A customer earlier this month – one of many brave gardeners out in those gale force winds – asked me what my favourite indoor plant was, and without stopping to think, I said Zanzibar Gem.

Now this is partly true, its beauty being for busy homeowners its little requirement for water; but I have to confess my absolute love is the Cymbidium Orchid.

Blooming through winter, they give such lush growth and magnificent sprays of blooms to create a dramatic display. Beware; sometimes, after they have finished flowering, they may need a spell outside in a shady spot to enable them to produce blooms for next year.

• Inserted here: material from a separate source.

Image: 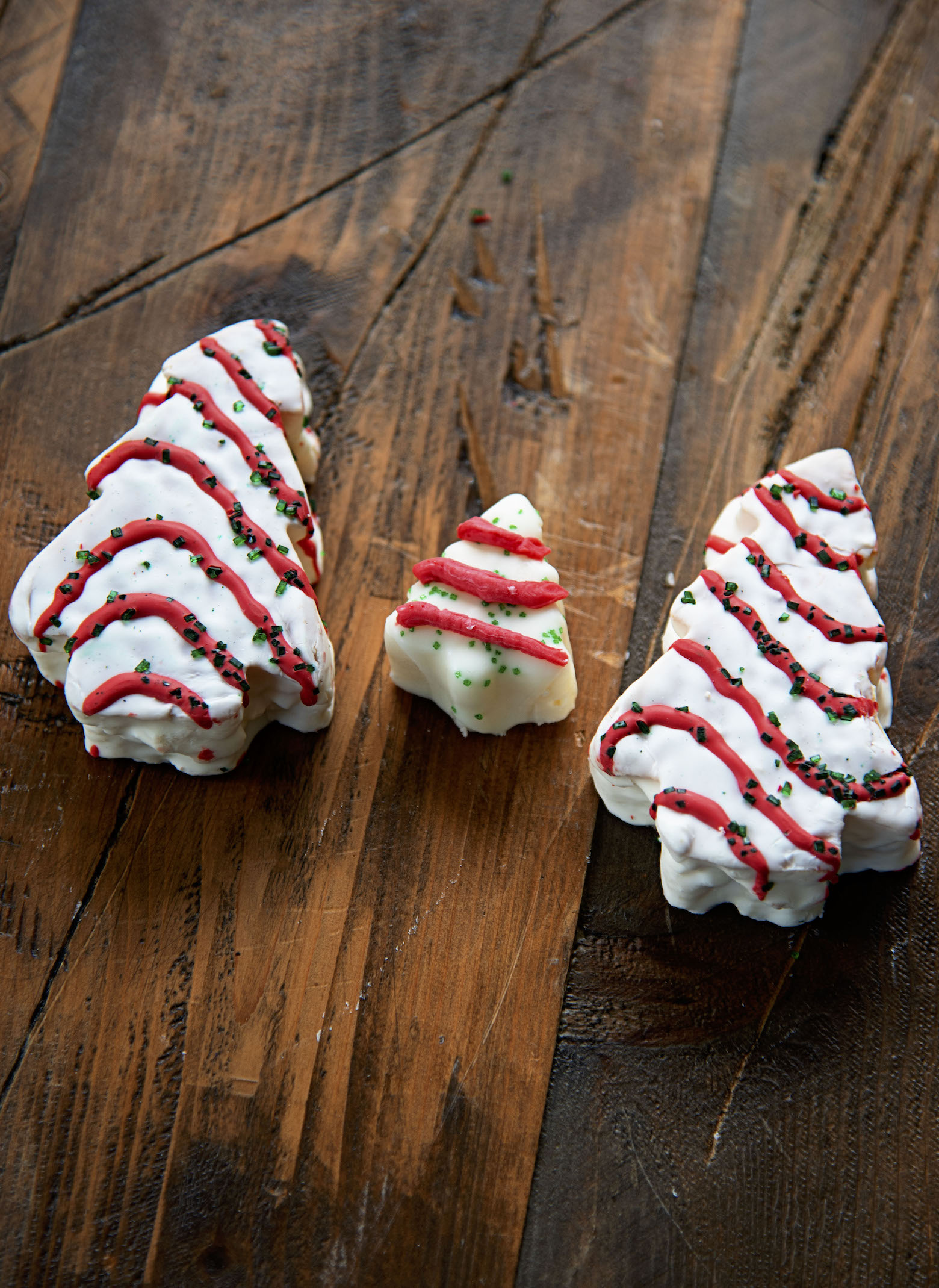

Cymbidiums are native to the Himalayas and require less fuss than other species and can even be planted in the garden in morning sun.

They look spectacular under trees or as highlights in a tropical garden.

Repotting is generally the subject of concern to first plant owners. I can simplify this: they won’t need re-potting for at least three years in an average sized pot and then they can simply be potted into a larger pot giving the bulbs space to spread.

Use a reputable potting medium during September or October as from this period of time the plants are growing and any interference during the warmer weather can cause the bulbs to shrink.

Fertilising only one or two plants can be simple by applying Searles Flourish for Orchids, following the instructions dissolved in water.

Once a decision is made to divide orchids, they require a little care and knowledge as division will often stop flower production for a couple of seasons.

My answer to this is the wonderful knowledge members of the orchid societies have and are very willing to help. During this time of year, they will often be doing displays in shopping malls and even invite you to take along your plant.

This week:

  • Begin taking frangipani cuttings. Leave them aside in a dry place until the sap dries before planting.
  • Many gardeners have their tomatoes planted; time to use Flourish each week designated for tomatoes and vegetables.
  • Wait to prune tropical plants until the weather settles.